Python异步IO原理

之前在JAVA的NIO和Netty介绍过Reactor模型,Python的asyncio也是采用Reactor模型,一种事件驱动模型(详细介绍可见: https://en.wikipedia.org/wiki/Event-driven_architecture ),底层仍然采用select,poll,epoll等IO多路复用机制。上层通过协程实现异步。这和著名的Twisted有异曲同工之妙。这里要注意,这个异步并不是系统级别的AIO,只是应用级别实现的,这个和java的Netty所说的异步是一个道理。

在Netty中,所有的IO操作都是异步的,任何IO读写调用都会立即返回。而异步结果的获取是通过一个叫ChannelFuture的对象。在Python的asyncio中,通过gather就可以直接获取结果。

ChannelFuture对象可以注册Listener,在完成的时候通知。

自从Python3.4.开始真正引入了异步的概念。之前我也只是看过简单的应用,没仔细研究。最近自己在写商城的时候,写到人工客服,用到了Django channels,里面用到了大量的异步IO操作(其实里面的服务器最终还是依赖于Twisted)。并发的开发之简便基本等同于golang了(当然和golang比,还是差远了。且python的GIL值得吐槽,不过对于IO密集型的任务,还是有效果滴)。

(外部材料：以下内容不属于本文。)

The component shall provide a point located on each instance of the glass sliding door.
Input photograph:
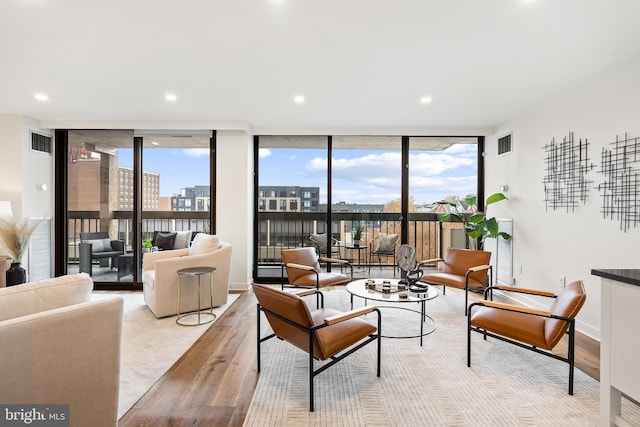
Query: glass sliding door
(175, 190)
(291, 200)
(366, 190)
(99, 205)
(443, 171)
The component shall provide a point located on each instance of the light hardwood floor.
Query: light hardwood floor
(213, 383)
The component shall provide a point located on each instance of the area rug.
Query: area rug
(150, 346)
(425, 386)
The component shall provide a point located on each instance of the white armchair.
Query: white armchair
(160, 277)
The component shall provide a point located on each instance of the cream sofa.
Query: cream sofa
(59, 347)
(160, 277)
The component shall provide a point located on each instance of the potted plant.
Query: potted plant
(146, 245)
(14, 238)
(356, 234)
(478, 227)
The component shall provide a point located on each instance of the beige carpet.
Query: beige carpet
(425, 386)
(150, 346)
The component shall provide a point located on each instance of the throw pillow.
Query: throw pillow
(183, 239)
(204, 243)
(98, 245)
(387, 242)
(165, 241)
(320, 240)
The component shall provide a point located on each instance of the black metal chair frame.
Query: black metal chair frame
(571, 331)
(466, 281)
(310, 331)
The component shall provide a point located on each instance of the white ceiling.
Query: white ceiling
(358, 63)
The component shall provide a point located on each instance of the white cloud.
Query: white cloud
(264, 152)
(196, 152)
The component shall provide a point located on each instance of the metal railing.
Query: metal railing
(120, 225)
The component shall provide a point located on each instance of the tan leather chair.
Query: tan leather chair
(303, 269)
(461, 268)
(324, 333)
(537, 330)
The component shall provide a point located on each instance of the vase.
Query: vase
(16, 274)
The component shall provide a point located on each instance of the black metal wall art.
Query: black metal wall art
(566, 167)
(620, 190)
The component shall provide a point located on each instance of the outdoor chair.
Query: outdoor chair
(383, 246)
(321, 243)
(98, 246)
(536, 330)
(463, 269)
(324, 334)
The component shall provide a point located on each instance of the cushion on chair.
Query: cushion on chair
(517, 326)
(321, 241)
(386, 243)
(459, 261)
(165, 241)
(452, 280)
(99, 245)
(204, 243)
(183, 239)
(567, 304)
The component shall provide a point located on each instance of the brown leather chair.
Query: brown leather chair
(537, 330)
(324, 333)
(303, 269)
(463, 269)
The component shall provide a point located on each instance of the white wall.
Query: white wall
(549, 244)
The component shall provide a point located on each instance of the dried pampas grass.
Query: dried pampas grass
(15, 235)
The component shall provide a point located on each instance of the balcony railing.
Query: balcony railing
(121, 225)
(283, 230)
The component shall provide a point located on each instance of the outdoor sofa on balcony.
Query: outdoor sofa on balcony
(98, 246)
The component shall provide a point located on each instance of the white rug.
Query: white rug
(425, 386)
(150, 346)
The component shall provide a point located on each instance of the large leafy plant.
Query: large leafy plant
(477, 226)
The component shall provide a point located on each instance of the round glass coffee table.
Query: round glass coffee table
(203, 315)
(394, 295)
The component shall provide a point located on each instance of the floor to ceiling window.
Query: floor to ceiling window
(124, 189)
(383, 186)
(291, 197)
(366, 189)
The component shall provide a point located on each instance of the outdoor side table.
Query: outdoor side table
(208, 313)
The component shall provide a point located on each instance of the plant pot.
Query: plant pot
(16, 274)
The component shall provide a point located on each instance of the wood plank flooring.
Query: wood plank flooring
(213, 383)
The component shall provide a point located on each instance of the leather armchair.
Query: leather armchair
(303, 269)
(160, 277)
(536, 330)
(324, 334)
(461, 268)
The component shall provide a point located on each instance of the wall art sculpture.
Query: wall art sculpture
(566, 167)
(620, 190)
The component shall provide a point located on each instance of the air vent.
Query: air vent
(504, 144)
(41, 143)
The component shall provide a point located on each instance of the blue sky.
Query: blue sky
(368, 176)
(360, 176)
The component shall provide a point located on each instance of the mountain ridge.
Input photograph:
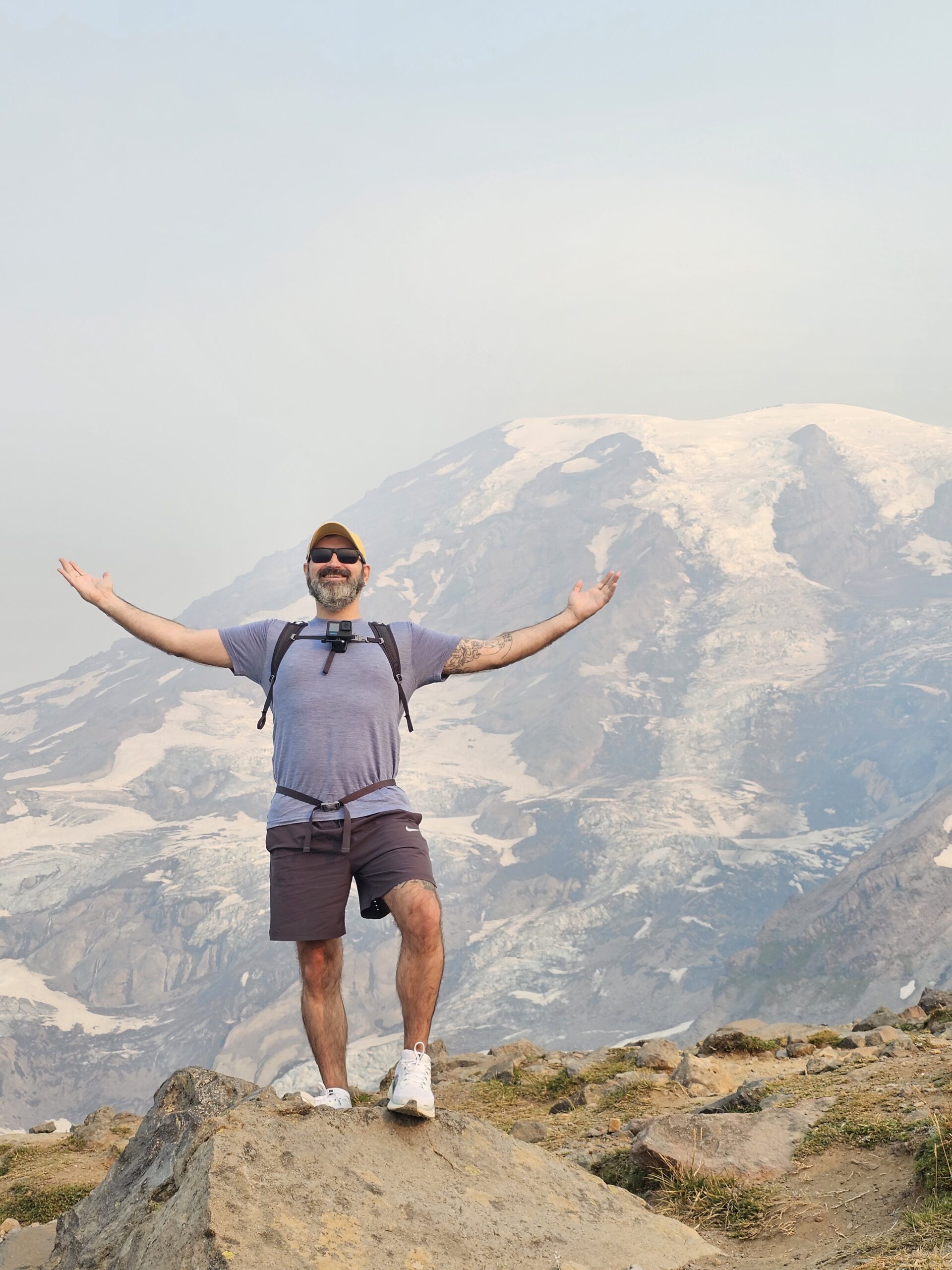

说实话,Netty的思想和asyncio还差不多,不知道是否也是借鉴了,采用的线程模型都是事件驱动模型,即Reactor。当然,asyncio也有Proactor模型。下面是一个事件驱动模型示意图:

Netty中的基本思想就是一个主线程负责轮询accept外部请求(BossGroup NioEventLoop),并通过chanel注册到子线程WorkGroup的NioEventLoop。workGroup负责处理IO事件。当然Netty的主从线程都是在同一个线程池里的,用ChannelFuture进行结果收集。

其实asyncio差不多也是这个意思。它的核心组件是事件循环、协程、任务和Future对象。

事件循环就是不停地监听着事件,如果有新事件过来,那么就会将协程封装成Task,并注册到事件循环中。通过Task可以异步获取执行后的状态和结果。在Task中我们可以加入回调函数。当事件执行完毕后,通过绑定回调函数,可以在执行完毕后自动执行回调函数。其实这个Task也是Future对象的子集。

Task有点像Netty中的Channel.我现在越来越觉得Python的异步IO的设计充分借鉴了Netty的思想。

和Netty不同的主从线程Reactor模型不同的是,asyncio默认使用单线程Reactor模型。其实也可以实现多线程的,但其有GIL,也没有什么意义。后面再说。

一个近乎原生协程的最简单的例子:

       async def main():
            await asyncio.sleep(1)
            print('hello')

        asyncio.run(main())

上面的代码就实现了异步编程,async表示该函数是一个协程对象;await表示在可能出现阻塞的地方挂起。入口就是asyncio.run。

看一下其入口代码:

def run(main, *, debug=False):
    """Execute the coroutine and return the result.

    This function runs the passed coroutine, taking care of
    managing the asyncio event loop and finalizing asynchronous
    generators.

    This function cannot be called when another asyncio event loop is
    running in the same thread.

    If debug is True, the event loop will be run in debug mode.

    This function always creates a new event loop and closes it at the end.
    It should be used as a main entry point for asyncio programs, and should
    ideally only be called once.

    Example:

        async def main():
            await asyncio.sleep(1)
            print('hello')

        asyncio.run(main())
    """
    #当前线程必须只有一个事件循环执行
    if events._get_running_loop() is not None:
        raise RuntimeError(
            "asyncio.run() cannot be called from a running event loop")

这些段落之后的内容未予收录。